According to the website Out of the Fog, which focuses on dealing with people with personality disorders (who are almost always, incidentally, emotional abusers), domestic theft is

[c]onsuming or taking control of a resource or asset belonging to (or shared with) a family member, partner or spouse without first obtaining their approval.

There’s a sense of entitlement that abusive parents have to their children’s money and things. They may genuinely believe that this promotes good family relationships when in reality it demonstrates lack of respect for their children.
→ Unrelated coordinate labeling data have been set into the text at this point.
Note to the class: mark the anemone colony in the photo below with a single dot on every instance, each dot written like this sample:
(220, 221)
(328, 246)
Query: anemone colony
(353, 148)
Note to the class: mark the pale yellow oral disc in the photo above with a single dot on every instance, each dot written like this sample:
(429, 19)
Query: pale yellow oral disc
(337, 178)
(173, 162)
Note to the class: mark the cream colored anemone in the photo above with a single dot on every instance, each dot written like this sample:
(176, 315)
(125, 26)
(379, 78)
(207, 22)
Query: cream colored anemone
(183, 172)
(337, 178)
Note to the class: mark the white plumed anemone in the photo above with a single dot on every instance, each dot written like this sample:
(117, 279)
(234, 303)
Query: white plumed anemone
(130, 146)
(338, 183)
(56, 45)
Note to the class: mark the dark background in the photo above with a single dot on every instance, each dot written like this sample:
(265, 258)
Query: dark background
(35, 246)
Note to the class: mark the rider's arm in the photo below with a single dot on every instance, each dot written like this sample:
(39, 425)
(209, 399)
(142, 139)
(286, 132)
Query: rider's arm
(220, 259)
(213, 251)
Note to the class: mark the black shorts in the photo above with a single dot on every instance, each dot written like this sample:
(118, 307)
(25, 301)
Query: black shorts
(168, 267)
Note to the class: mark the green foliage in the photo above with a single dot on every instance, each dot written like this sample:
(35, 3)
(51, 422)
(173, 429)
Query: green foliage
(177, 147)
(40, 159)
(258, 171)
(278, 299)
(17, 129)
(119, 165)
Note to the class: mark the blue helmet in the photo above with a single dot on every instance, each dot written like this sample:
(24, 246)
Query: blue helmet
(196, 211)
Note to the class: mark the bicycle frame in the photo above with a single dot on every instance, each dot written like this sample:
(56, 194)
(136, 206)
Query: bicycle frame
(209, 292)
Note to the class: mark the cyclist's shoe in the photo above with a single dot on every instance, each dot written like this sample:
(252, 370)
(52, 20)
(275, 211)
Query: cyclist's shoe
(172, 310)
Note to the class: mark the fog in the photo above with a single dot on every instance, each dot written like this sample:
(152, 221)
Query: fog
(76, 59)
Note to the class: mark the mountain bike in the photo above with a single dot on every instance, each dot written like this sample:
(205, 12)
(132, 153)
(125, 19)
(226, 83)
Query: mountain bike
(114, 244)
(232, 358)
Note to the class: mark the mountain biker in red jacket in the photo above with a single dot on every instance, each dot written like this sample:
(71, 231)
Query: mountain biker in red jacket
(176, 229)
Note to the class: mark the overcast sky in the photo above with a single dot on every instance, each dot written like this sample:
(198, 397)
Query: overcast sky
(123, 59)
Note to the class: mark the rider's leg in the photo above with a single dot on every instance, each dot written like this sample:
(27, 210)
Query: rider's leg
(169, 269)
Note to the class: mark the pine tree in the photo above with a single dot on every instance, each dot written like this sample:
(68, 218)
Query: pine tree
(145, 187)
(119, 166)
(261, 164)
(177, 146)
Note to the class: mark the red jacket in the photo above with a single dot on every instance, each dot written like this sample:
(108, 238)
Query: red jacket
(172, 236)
This may happen more often in enmeshed families. Such families set up a dynamic where family members aren’t autonomous. They’re simply one part in this dehumanized thing called The Family. Psychologically, these enmeshed parents consider their children’s money and things as their money and things. If their children protest, they may tell them they’re being selfish, which again denies their right to have their money and things respected.




For instance, my brother and sister were embroiled in a domestic theft issue involving a loan that my parents received from my brother. They were paying the loan back out of rental property they had. When my sister lost a source of income, they decided to use the money that had been paying back the loan to support her. One could say that the rental property funds belonged to my brother until the large sum of money he loaned them was paid off. He certainly saw it that way. Neither child was consulted on this decision. They were simply told that they had to accept it. My parents essentially viewed money owed to my brother as belonging to them, which is a form of domestic theft.

Financial abuse is a subtype of emotional abuse. The intent is to cripple us emotionally. Dependence is the easiest way for abusers to get us to do what they want, and limiting our access to material things or the ability to get material things for ourselves is an effective way to do that.